Fire Safety Month always kicks off with a special event in Peters Township.
And although safeguarding against COVID-19 prevents Peters Township Fire Department from welcoming guests in person, this year’s annual open house is still a go.
A virtual version is scheduled to start at 3 p.m. Oct. 4, with live and prerecorded segments featuring truck tours, demonstrations, raffles, interactive question-and-answer sessions and the announcement of winners in a couple of competitions leading up to the event:
- The Stop, Drop ’n’ Roll Contest involves video submissions from children ages of 3 to 6 years. During their videos, children should explain the importance of remembering to stop, drop and roll in the event of a fire, and demonstrate it on camera. Creativity and “blooper reels” are welcome
- The Firefighter Agility Course Contest, for children up to age 12, encourages them to design their own courses with items found around the house. Examples of skills normally found in firefighter physical agility testing include ladder climb, ladder carry, hose drag, hose operation, tunnel crawl, equipment shuttle and victim drag.
Video submissions should record the entire timed agility course, and again, the firefighters encourage creativity and would like to see the bloopers.
Entries are due by Sept. 27. For more information, visit www.ptfireprevention.com/contests.

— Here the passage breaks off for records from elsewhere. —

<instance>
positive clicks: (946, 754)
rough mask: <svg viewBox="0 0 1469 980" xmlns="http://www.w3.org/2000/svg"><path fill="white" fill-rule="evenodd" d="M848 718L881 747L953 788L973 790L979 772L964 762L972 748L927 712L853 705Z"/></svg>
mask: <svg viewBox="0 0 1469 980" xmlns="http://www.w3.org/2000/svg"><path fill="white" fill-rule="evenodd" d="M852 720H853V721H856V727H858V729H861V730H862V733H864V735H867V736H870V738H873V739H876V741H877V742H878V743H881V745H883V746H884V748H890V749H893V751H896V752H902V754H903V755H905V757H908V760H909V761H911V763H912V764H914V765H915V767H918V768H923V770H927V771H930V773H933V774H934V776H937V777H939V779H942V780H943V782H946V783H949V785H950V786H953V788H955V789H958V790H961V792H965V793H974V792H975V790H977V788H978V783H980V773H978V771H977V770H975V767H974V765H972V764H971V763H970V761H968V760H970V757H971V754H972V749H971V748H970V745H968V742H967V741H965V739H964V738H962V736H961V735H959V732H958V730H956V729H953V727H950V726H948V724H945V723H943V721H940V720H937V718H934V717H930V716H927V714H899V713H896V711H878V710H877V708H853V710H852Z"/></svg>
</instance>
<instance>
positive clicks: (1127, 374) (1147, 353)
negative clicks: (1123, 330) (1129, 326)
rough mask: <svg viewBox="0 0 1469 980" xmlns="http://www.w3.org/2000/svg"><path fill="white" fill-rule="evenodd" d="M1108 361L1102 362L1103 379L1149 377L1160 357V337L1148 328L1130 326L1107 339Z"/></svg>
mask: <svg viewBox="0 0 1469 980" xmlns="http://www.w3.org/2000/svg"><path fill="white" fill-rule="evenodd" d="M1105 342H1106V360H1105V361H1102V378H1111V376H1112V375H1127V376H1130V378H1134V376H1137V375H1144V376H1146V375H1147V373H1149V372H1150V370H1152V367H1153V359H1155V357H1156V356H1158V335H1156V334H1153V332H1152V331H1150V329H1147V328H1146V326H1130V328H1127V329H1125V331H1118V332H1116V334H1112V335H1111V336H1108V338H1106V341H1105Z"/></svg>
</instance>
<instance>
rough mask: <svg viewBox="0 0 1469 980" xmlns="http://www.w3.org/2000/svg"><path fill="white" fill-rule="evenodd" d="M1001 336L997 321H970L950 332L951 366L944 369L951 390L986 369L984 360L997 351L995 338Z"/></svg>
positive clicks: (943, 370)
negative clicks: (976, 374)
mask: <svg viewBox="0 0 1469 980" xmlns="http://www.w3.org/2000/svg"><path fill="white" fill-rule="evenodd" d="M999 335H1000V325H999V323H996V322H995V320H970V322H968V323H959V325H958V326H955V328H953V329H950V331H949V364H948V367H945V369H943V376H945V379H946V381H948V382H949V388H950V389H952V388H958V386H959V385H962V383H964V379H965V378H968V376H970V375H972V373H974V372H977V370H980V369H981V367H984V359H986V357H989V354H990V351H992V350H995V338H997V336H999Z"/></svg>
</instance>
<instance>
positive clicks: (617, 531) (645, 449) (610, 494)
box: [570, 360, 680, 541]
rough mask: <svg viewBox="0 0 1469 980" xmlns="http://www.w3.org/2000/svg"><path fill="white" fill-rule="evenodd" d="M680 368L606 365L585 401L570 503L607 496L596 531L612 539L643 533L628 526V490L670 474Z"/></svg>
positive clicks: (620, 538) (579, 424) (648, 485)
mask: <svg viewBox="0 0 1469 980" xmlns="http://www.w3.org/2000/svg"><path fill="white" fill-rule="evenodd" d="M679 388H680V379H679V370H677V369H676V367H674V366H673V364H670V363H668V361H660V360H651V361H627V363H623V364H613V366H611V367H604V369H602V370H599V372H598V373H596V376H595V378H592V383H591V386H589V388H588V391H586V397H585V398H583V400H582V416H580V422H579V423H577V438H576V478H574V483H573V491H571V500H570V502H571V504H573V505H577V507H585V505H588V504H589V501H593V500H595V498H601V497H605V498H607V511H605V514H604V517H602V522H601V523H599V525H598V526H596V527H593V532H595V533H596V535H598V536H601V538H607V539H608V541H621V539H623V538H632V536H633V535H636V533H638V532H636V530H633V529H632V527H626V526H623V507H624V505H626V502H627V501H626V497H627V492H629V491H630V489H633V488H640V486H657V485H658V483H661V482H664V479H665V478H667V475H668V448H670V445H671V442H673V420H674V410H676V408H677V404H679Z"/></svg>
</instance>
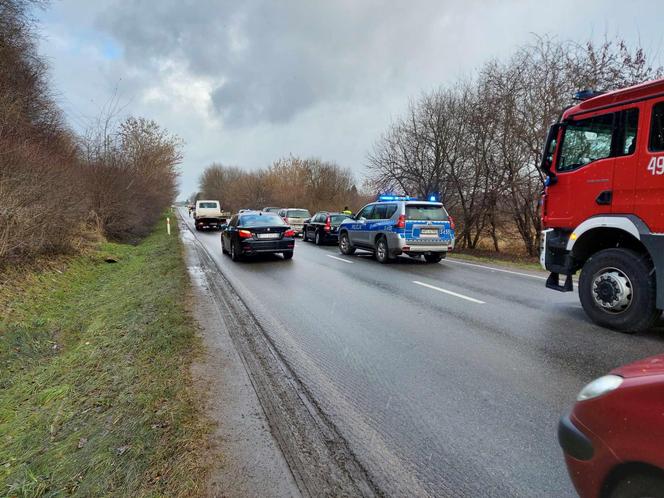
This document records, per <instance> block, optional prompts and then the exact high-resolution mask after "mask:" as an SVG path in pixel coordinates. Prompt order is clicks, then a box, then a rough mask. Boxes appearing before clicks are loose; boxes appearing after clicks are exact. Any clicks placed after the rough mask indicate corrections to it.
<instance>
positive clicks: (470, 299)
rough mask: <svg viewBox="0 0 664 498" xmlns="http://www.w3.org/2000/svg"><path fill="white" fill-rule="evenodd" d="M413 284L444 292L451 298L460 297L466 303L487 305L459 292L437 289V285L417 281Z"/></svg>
mask: <svg viewBox="0 0 664 498" xmlns="http://www.w3.org/2000/svg"><path fill="white" fill-rule="evenodd" d="M413 283H414V284H416V285H421V286H422V287H426V288H427V289H432V290H435V291H438V292H442V293H443V294H447V295H449V296H454V297H458V298H459V299H465V300H466V301H470V302H471V303H475V304H486V303H485V302H484V301H480V300H479V299H475V298H474V297H469V296H464V295H463V294H459V293H458V292H452V291H450V290H447V289H442V288H440V287H436V286H435V285H429V284H425V283H424V282H418V281H417V280H413Z"/></svg>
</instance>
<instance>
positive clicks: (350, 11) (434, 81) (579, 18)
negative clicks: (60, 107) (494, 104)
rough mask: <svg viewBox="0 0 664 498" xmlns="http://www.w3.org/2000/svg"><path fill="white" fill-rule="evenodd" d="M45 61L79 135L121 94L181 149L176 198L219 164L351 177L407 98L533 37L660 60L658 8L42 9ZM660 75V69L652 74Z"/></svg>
mask: <svg viewBox="0 0 664 498" xmlns="http://www.w3.org/2000/svg"><path fill="white" fill-rule="evenodd" d="M36 15H37V17H38V18H39V20H40V21H41V24H40V35H41V52H42V54H44V55H45V56H46V57H47V59H48V61H49V63H50V66H51V74H52V76H53V87H54V91H55V93H56V96H57V99H58V102H59V103H60V105H61V107H62V108H63V110H64V111H65V113H66V115H67V117H68V119H69V121H70V123H71V124H72V126H74V127H75V128H76V129H78V130H81V129H82V128H85V127H86V126H88V125H89V124H90V122H91V120H92V119H94V116H95V115H97V114H98V113H99V112H100V110H101V108H102V107H103V106H104V105H105V104H107V103H108V102H109V101H110V100H111V99H112V96H113V95H114V93H115V92H116V91H117V94H118V96H119V101H120V103H121V104H122V106H123V109H124V111H123V112H124V113H125V114H133V115H136V116H144V117H148V118H151V119H154V120H156V121H157V122H159V123H160V124H161V125H162V126H164V127H165V128H167V129H168V130H169V131H171V132H173V133H176V134H177V135H179V136H180V137H182V138H183V139H184V140H185V142H186V146H185V150H184V152H185V159H184V162H183V165H182V182H181V191H182V196H183V197H185V196H187V195H188V194H190V193H191V192H193V191H195V190H196V187H197V184H198V176H199V175H200V173H201V171H202V170H203V169H204V168H205V166H207V165H208V164H209V163H211V162H213V161H216V162H221V163H224V164H228V165H236V166H240V167H242V168H247V169H254V168H260V167H264V166H267V165H269V164H270V163H271V162H272V161H273V160H274V159H277V158H279V157H283V156H287V155H289V154H294V155H299V156H316V157H320V158H322V159H325V160H331V161H335V162H337V163H338V164H340V165H341V166H344V167H349V168H351V169H352V170H353V172H354V173H355V175H356V177H357V179H358V182H360V181H361V180H362V178H363V174H364V167H365V164H366V155H367V152H368V150H369V149H370V147H371V146H372V144H373V142H374V141H375V140H376V139H377V138H378V137H379V136H380V134H381V133H382V132H383V131H384V130H385V128H386V127H387V126H388V125H389V123H390V121H391V119H392V118H394V117H395V116H398V115H399V114H401V113H402V112H403V111H404V110H405V108H406V106H407V105H408V100H409V98H411V97H416V96H417V95H418V94H420V93H421V92H423V91H427V90H431V89H433V88H436V87H438V86H440V85H445V84H450V83H453V82H454V81H455V80H456V79H458V78H459V77H464V76H468V75H472V73H473V71H474V70H476V69H477V68H478V67H479V66H480V65H481V64H482V63H483V62H485V61H487V60H489V59H491V58H493V57H498V58H506V57H508V56H509V54H510V53H511V52H512V51H514V49H515V48H516V47H518V46H519V45H522V44H524V43H528V42H529V41H532V40H533V33H537V34H540V35H551V36H555V37H558V38H560V39H572V40H576V41H584V40H586V39H588V38H594V39H598V38H602V37H603V36H604V35H605V34H606V35H608V36H610V37H613V36H616V35H618V36H621V37H623V38H625V39H626V40H627V41H628V42H629V43H630V44H632V45H636V44H640V45H641V46H643V47H644V48H645V49H646V50H647V51H648V53H650V54H651V55H656V56H657V58H658V60H660V59H661V57H660V55H661V52H662V48H663V47H662V43H663V35H662V30H661V18H662V15H664V4H663V3H662V2H661V1H657V0H653V1H640V2H624V1H605V2H601V1H599V0H586V1H584V2H579V1H578V0H577V1H571V0H557V1H555V2H551V1H548V2H542V1H500V2H499V1H495V2H493V1H484V2H482V1H472V0H465V1H447V0H410V1H378V0H370V1H363V0H341V1H336V0H301V1H289V0H273V1H268V0H240V1H234V2H228V1H215V0H198V1H193V0H152V1H128V0H127V1H120V0H94V1H90V0H52V3H51V5H50V7H49V8H48V9H47V10H45V11H38V12H37V13H36ZM660 62H661V61H660Z"/></svg>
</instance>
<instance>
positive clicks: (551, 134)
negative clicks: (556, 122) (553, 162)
mask: <svg viewBox="0 0 664 498" xmlns="http://www.w3.org/2000/svg"><path fill="white" fill-rule="evenodd" d="M561 127H562V125H561V124H560V123H554V124H552V125H551V128H549V133H548V135H547V137H546V143H545V145H544V151H543V153H542V164H541V166H540V169H541V170H542V171H543V172H544V173H546V174H547V176H555V175H551V173H550V172H551V167H552V166H553V155H554V154H555V152H556V143H557V141H558V131H559V130H560V128H561Z"/></svg>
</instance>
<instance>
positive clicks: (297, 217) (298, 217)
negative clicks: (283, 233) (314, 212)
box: [286, 209, 311, 218]
mask: <svg viewBox="0 0 664 498" xmlns="http://www.w3.org/2000/svg"><path fill="white" fill-rule="evenodd" d="M310 217H311V214H309V211H307V210H306V209H289V210H288V211H286V218H310Z"/></svg>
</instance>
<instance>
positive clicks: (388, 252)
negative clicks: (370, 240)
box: [376, 238, 390, 264]
mask: <svg viewBox="0 0 664 498" xmlns="http://www.w3.org/2000/svg"><path fill="white" fill-rule="evenodd" d="M376 259H377V260H378V262H379V263H383V264H384V263H389V262H390V251H389V249H388V247H387V240H385V238H381V239H379V240H378V243H377V244H376Z"/></svg>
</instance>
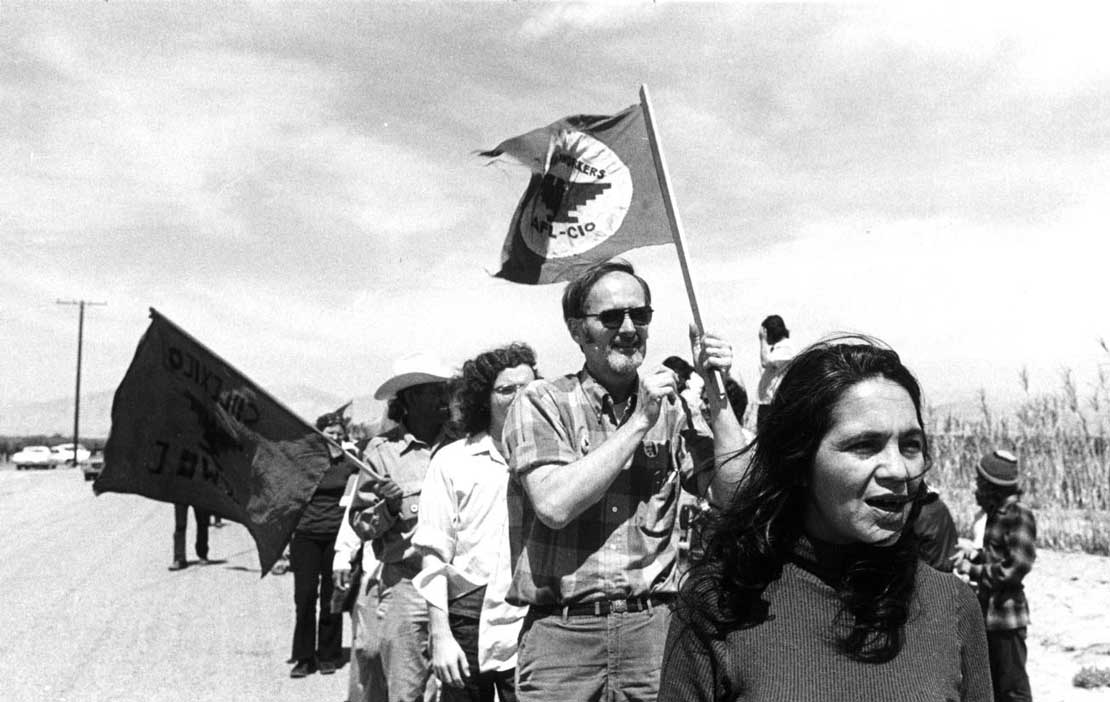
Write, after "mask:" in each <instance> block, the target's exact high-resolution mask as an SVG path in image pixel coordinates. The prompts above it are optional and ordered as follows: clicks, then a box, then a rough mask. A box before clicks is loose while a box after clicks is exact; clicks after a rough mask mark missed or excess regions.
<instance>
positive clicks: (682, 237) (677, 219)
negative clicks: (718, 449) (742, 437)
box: [639, 84, 727, 409]
mask: <svg viewBox="0 0 1110 702" xmlns="http://www.w3.org/2000/svg"><path fill="white" fill-rule="evenodd" d="M639 104H640V107H642V108H643V110H644V127H645V128H646V130H647V141H648V143H649V144H652V157H653V158H654V159H655V172H656V173H657V174H658V177H659V192H662V193H663V204H664V207H665V208H666V209H667V220H669V222H670V234H672V237H673V238H674V240H675V249H676V250H677V251H678V265H679V267H680V268H682V269H683V280H684V281H685V282H686V295H687V298H689V301H690V312H692V313H693V314H694V327H695V328H697V333H698V334H704V333H705V327H704V325H703V324H702V311H700V310H699V309H698V305H697V295H696V294H694V279H693V278H690V267H689V263H688V262H687V261H686V234H685V232H684V231H683V223H682V220H680V219H679V218H678V210H677V209H676V208H675V199H674V197H673V195H672V194H670V175H669V174H668V172H667V161H666V159H664V157H663V149H662V147H659V138H658V136H657V134H656V133H655V118H654V116H653V113H652V98H650V97H649V96H648V93H647V86H645V84H640V87H639ZM695 360H697V359H695ZM709 383H710V384H712V385H713V393H710V395H709V401H710V402H714V401H716V403H715V404H716V407H715V408H714V409H717V408H719V407H720V405H723V404H724V403H725V401H726V400H727V395H726V394H725V379H724V378H723V377H722V375H720V371H717V370H714V371H713V374H712V375H710V377H709Z"/></svg>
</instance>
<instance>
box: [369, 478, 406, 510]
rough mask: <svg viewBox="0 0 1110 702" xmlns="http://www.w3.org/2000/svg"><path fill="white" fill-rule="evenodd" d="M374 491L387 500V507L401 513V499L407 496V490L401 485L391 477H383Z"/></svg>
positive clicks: (387, 507)
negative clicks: (387, 477) (406, 491)
mask: <svg viewBox="0 0 1110 702" xmlns="http://www.w3.org/2000/svg"><path fill="white" fill-rule="evenodd" d="M374 492H376V493H377V497H380V498H382V500H383V501H385V507H386V509H388V510H390V512H391V513H392V514H400V513H401V501H402V499H404V497H405V492H404V490H402V489H401V485H398V484H397V483H395V482H393V481H392V480H390V479H388V478H383V479H382V480H381V482H379V483H377V485H376V487H375V488H374Z"/></svg>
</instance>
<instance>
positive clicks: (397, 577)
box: [379, 563, 432, 702]
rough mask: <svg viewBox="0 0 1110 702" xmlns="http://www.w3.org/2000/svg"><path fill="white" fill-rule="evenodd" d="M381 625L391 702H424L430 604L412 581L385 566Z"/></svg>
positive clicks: (385, 675) (404, 576)
mask: <svg viewBox="0 0 1110 702" xmlns="http://www.w3.org/2000/svg"><path fill="white" fill-rule="evenodd" d="M379 588H380V593H381V598H380V600H379V614H380V615H381V618H382V619H381V624H382V643H381V646H382V666H383V668H384V669H385V679H386V681H387V684H388V688H390V690H388V702H421V701H422V700H424V692H425V689H426V688H427V684H428V679H430V678H431V676H432V661H431V659H430V658H428V653H427V601H425V600H424V598H423V596H422V595H421V594H420V593H418V592H416V588H414V586H413V581H412V579H410V578H405V576H403V575H398V574H397V573H396V568H395V566H392V565H391V564H388V563H387V564H385V565H384V566H383V569H382V582H381V583H380V585H379Z"/></svg>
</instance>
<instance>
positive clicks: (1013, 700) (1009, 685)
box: [987, 626, 1033, 702]
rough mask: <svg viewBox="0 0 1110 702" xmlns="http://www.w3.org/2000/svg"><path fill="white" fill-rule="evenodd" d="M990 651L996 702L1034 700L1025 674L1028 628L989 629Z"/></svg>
mask: <svg viewBox="0 0 1110 702" xmlns="http://www.w3.org/2000/svg"><path fill="white" fill-rule="evenodd" d="M987 654H988V656H989V658H990V679H991V683H992V684H993V688H995V702H1023V701H1026V700H1032V699H1033V698H1032V692H1031V691H1030V690H1029V675H1028V674H1026V655H1027V651H1026V628H1025V626H1022V628H1020V629H1011V630H1006V631H988V632H987Z"/></svg>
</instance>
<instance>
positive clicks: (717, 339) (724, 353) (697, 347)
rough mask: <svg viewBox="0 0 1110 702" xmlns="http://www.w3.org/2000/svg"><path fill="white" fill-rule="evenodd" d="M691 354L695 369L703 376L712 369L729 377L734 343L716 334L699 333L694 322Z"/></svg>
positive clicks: (691, 328) (691, 342) (691, 332)
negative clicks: (695, 325)
mask: <svg viewBox="0 0 1110 702" xmlns="http://www.w3.org/2000/svg"><path fill="white" fill-rule="evenodd" d="M760 329H763V328H761V327H760ZM690 355H692V357H693V358H694V369H695V370H696V371H697V372H698V374H699V375H702V377H703V378H705V377H706V374H707V373H709V372H712V371H720V374H722V375H723V377H727V375H728V371H729V370H731V368H733V345H731V344H730V343H728V342H727V341H725V340H724V339H722V338H720V337H718V335H716V334H712V333H708V332H706V333H703V334H699V333H698V332H697V328H696V327H695V325H694V324H690Z"/></svg>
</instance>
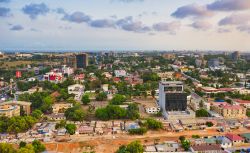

In the meantime, firefighter and emergency medical technician Jordan Cramer is developing a virtual tour of the Peters Township Fire Department station, to be posted online by the time of the open house.
Also during Fire Safety Month, the department is launching a hybrid version of its Citizens Fire Academy program, which runs for six weeks starting Oct. 14. The online portion takes place with Zoom classroom sessions Wednesday nights.
“Then we’ll be doing practical sessions on Sundays in smaller groups, where we can control social distance,” Cramer said.
Peters Township residents who are interested in participating can register through Oct. 7 at www.ptfireprevention.com/citizen-s-fire-academy.
Cramer has been coordinating efforts to continue the department’s tradition of community outreach with pandemic-safe events, which also include educational series for children and adults conducted via Zoom on the final three Sundays in October.
The children’s programs, which begin at 6 p.m., will build off of themes established during the open house, with more in-depth examinations of topics such as preventing fires, calling 911 and taking part in Operation EDITH: Exit Drill In The Home. Those who complete the entire course will receive a certificate, T-shirt and visit from fire department.
During the 7 p.m. programs for adults, the aim is to provide the knowledge and tools necessary to reinforce themes taught to their children and ensure their houses are safe. Also, adults will receive a basic understanding of the fire department and its offerings, including addressing frequently asked questions as obtained through various social media.
Meanwhile, the department has resumed conducting safety checks of children’s vehicle seats, following a lull caused by COVID-19.
“It was important that we got that back up and running,” Cramer said. “A lot of expectant moms called who had never installed a car seat or are concerned about the safety, and it was tough for us to keep telling people no.”
Necessary precautions are being taken.
“We’re in an N-95 mask. We wear gloves,” Cramer said. “We require that they also wear a mask when they come in, and we limit the amount of people.”